SAD has been linked to a biochemical imbalance in the brain prompted by shorter daylight hours and a lack of sunlight in winter – with or without an accompanying plunge in temperature. According to the American Osteopathic Association, SAD can affect up to 10% of Americans per year. Many cases go undiagnosed, showing all the signs of clinical depression: lethargy, hopelessness, suicidal thoughts, lack of interest in normal activities, and social withdrawal. Many go on an antidepressant medication they won’t need come April or May – and if they decide to go off then, they suffer uncomfortable withdrawal symptoms that numb the joy of one of the best times of year. So is there a more natural and equally effective way to treat SAD?
Yes, and it’s not that difficult. It’s a vacation.

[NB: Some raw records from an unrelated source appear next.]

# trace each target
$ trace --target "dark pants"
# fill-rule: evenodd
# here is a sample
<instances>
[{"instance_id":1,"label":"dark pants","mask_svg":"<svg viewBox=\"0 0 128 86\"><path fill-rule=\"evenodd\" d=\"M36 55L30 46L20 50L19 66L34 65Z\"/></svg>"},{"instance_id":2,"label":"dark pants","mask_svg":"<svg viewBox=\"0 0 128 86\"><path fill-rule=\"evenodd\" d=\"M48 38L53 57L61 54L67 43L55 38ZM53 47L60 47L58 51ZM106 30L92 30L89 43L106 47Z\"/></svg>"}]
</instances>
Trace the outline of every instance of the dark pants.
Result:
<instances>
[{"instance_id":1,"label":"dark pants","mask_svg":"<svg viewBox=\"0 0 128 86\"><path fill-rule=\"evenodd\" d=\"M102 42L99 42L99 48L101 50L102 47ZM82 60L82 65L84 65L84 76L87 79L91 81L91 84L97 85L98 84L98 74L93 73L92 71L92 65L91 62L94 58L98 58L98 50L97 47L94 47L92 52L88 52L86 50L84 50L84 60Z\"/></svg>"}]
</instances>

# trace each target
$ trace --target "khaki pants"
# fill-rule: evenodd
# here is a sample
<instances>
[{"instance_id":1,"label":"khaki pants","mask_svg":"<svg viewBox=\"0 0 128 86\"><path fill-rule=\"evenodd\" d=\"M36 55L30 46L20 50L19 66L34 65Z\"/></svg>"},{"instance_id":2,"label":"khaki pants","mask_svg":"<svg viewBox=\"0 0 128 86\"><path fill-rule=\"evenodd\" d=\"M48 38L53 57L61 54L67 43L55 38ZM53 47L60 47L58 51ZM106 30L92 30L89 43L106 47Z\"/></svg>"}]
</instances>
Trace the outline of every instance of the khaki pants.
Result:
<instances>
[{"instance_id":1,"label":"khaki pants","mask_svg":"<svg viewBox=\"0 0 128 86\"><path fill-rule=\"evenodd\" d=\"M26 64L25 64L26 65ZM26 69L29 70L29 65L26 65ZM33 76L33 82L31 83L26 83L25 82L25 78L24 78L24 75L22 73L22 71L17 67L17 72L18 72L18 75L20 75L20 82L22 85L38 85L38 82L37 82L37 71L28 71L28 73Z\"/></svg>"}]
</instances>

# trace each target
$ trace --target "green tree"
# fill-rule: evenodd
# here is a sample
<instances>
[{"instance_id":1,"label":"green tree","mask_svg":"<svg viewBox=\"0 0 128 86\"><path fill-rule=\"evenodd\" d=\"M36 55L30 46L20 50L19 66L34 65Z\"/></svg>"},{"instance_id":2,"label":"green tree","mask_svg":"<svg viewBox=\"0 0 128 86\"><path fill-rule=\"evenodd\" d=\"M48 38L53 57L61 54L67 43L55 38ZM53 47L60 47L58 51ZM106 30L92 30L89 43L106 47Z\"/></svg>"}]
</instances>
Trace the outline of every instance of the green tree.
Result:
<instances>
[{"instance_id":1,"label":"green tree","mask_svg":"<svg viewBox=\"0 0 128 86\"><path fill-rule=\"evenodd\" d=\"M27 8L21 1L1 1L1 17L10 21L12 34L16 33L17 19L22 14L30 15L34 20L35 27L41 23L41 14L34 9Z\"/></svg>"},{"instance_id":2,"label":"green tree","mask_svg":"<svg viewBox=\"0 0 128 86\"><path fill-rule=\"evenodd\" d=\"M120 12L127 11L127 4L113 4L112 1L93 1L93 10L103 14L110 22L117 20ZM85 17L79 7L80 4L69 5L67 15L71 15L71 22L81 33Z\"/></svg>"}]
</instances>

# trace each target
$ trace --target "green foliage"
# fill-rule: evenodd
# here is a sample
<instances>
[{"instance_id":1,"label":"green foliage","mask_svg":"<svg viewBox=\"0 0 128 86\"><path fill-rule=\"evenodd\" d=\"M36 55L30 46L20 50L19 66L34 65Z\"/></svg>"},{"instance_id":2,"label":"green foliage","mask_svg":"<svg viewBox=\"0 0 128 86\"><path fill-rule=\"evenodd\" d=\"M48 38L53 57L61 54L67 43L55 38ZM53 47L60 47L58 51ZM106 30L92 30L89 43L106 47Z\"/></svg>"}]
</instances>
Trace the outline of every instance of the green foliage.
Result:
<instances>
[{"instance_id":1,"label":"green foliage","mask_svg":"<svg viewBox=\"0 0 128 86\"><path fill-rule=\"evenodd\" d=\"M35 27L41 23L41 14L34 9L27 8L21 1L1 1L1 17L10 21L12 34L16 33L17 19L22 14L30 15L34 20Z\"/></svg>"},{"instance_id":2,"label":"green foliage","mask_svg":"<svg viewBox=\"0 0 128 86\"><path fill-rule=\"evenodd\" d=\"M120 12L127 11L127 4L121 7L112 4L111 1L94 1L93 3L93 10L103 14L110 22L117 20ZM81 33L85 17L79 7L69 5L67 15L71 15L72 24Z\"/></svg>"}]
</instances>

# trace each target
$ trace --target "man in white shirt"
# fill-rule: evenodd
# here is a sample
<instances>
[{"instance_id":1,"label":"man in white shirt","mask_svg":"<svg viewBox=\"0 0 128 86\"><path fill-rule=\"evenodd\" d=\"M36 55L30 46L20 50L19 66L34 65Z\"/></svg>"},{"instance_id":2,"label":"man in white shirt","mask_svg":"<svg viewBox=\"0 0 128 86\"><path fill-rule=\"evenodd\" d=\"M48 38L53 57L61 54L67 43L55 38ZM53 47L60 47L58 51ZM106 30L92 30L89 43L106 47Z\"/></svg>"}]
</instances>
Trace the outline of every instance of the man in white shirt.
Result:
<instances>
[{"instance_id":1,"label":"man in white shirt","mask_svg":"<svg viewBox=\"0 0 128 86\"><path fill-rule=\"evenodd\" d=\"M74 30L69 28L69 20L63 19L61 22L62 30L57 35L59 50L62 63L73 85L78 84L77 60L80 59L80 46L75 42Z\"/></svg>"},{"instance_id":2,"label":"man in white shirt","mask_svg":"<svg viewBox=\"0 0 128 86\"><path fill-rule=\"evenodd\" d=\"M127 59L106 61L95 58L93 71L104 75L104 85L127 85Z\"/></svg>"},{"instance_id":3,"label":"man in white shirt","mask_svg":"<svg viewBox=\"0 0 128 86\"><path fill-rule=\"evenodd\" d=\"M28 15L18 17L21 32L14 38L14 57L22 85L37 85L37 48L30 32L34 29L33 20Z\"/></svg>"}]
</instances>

Although it may seem hard to believe, there are countless places out there, right now, where there isn’t a cloud in the sky, and day outlasts night. You only need to get there – or to the nearest airport. Think of your trip as recharging your batteries. A trip can revitalize you for a full season the same way an early-morning three-mile jog can give you an invigorating dose of energy for the rest of your day. In fact, the biggest hurdle you may need to overcome to take “the SAD journey” is to make your plans and follow through with them. Here are some recommendations.
Explain to others why you need to get away. Don't take any flack from neighbors, friends, and coworkers who view you as self-indulgent for going hundreds or thousands of miles south. You’re going to be of far more value to others as a person, a professional, and a loved one if you take care of yourself than if you wrap yourself into a depressed ball until the spring equinox.